No i trafił w czuły punkt. Stiles zaczął się jąkać. Postanowiłam wstać z kanapy. Czułam się niekomfortowo. Owszem zachowujemy się ze Stilesem jak para... ale oficjalnie nią nie jesteśmy. To skomplikowane. Chciałabym być ze Stilesem, ale nie wiem, czy on chce być w poważnym związku. Stilinski ewidentnie był zakłopotany. Bez słowa ruszyłam w kierunku schodów.
- Poważnie Stiles? Myślałem, że już dawno zapytałeś się Ellie, czy zostanie twoją dziewczyną. - Szepnął Scott.
Ta, że niby tego nie słyszę. Zrobiło mi się trochę smutno. Skoro Stiles planował rozpaczać ze mną związek to dlaczego tak długo z tym zwlekał? Może zmienił zdanie? O nie Ellie! Nie myśl o tym w ten sposób. Dzisiejszy dzień miałaś spędzić ze swoimi przyjaciółmi i nie możesz zepsuć sobie humoru. Weszłam bez pukania do pokoju Lydii.

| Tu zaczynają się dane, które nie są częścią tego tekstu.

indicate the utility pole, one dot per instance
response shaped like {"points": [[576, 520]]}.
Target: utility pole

- Jak myślisz, który strój kąpielowy mam na siebie założyć?
- Obojętnie jaki! Wszyscy już na ciebie czekają!. - Krzyknęłam.
- Nie dramatyzuj.
- Masz dziesięć minut. Jeżeli w tym czasie nie zejdziesz na dół gotowa, to jedziemy bez ciebie. - Warknęłam.
- Ej! Nie tym tonem smarkulo!
- Jesteś starsza, a zachowujesz się jak dziecko.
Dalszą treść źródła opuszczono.